C'ÉTAIT UN BEAU week-end pour profiter de la chute du leader lyonnais à Lille (1-2), mais Marseille avait déjà décidé de tout gâcher la veille, en perdant à domicile contre Caen (2-3) après avoir mené de deux buts. Un véritable scénario catastrophe qui pourrait en cacher un autre si les Marseillais, champions d'automne, continuent leur chute au classement, comme c'est le cas depuis janvier. On avait pensé, à tort, que leur seconde période, la semaine dernière à Saint-Étienne (2-2), avait ranimé la flamme, mais les Caennais ont soufflé dessus sans complexe et l'OM tremble aujourd'hui. Et si les hommes de Marcelo Bielsa chutaient du podium après avoir fait la course en tête pendant six mois ? Le danger vient autant de l'intérieur – un groupe au bord de l'implosion – que du retour de Monaco. Face à cette double menace, l'entraîneur argentin ne panique pas. Vendredi, il a redit son espoir de décrocher le titre en fin de saison tant que c'était jouable mathématiquement. Son président, lui, doit être moins serein en ce moment.
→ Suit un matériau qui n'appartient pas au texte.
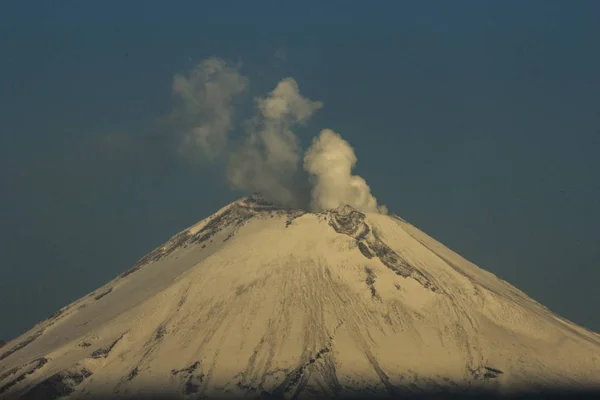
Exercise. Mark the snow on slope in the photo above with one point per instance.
(256, 299)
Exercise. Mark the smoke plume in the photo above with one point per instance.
(268, 161)
(206, 105)
(330, 161)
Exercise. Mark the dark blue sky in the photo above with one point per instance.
(477, 121)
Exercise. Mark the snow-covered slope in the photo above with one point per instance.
(258, 300)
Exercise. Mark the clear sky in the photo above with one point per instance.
(477, 121)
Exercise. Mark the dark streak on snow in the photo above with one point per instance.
(371, 282)
(22, 344)
(296, 380)
(160, 332)
(58, 385)
(348, 221)
(134, 372)
(192, 382)
(103, 352)
(101, 295)
(37, 364)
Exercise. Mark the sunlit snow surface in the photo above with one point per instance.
(256, 300)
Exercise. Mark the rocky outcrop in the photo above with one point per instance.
(348, 221)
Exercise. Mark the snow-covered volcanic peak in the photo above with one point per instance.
(261, 300)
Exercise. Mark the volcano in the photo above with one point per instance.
(258, 301)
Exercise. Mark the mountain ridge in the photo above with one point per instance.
(257, 299)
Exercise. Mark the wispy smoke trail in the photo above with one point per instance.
(269, 159)
(206, 105)
(330, 161)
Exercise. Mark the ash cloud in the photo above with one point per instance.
(330, 161)
(206, 105)
(270, 159)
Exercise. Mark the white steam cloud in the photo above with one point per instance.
(206, 96)
(330, 161)
(268, 161)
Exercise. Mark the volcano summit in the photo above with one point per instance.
(260, 301)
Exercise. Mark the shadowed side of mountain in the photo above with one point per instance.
(457, 393)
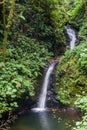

L'été prochain, Vincent Labrune pourrait se retrouver sans Ligue des champions, sans entraîneur, sans un sou en poche et avec des joueurs majeurs à remplacer. On noircit le tableau ? L'actionnaire, Margarita Louis-Dreyfus, a les moyens de combler les pertes et d'assumer de nouveaux investissements. Depuis qu'il a pris la présidence du club en juin 2011, Labrune l'a convaincue à plusieurs reprises de sortir son chéquier, ce qui ne faisait pas partie de ses plans quand elle s'est retrouvée à la tête de l'OM, après le décès de son mari en juin 2009.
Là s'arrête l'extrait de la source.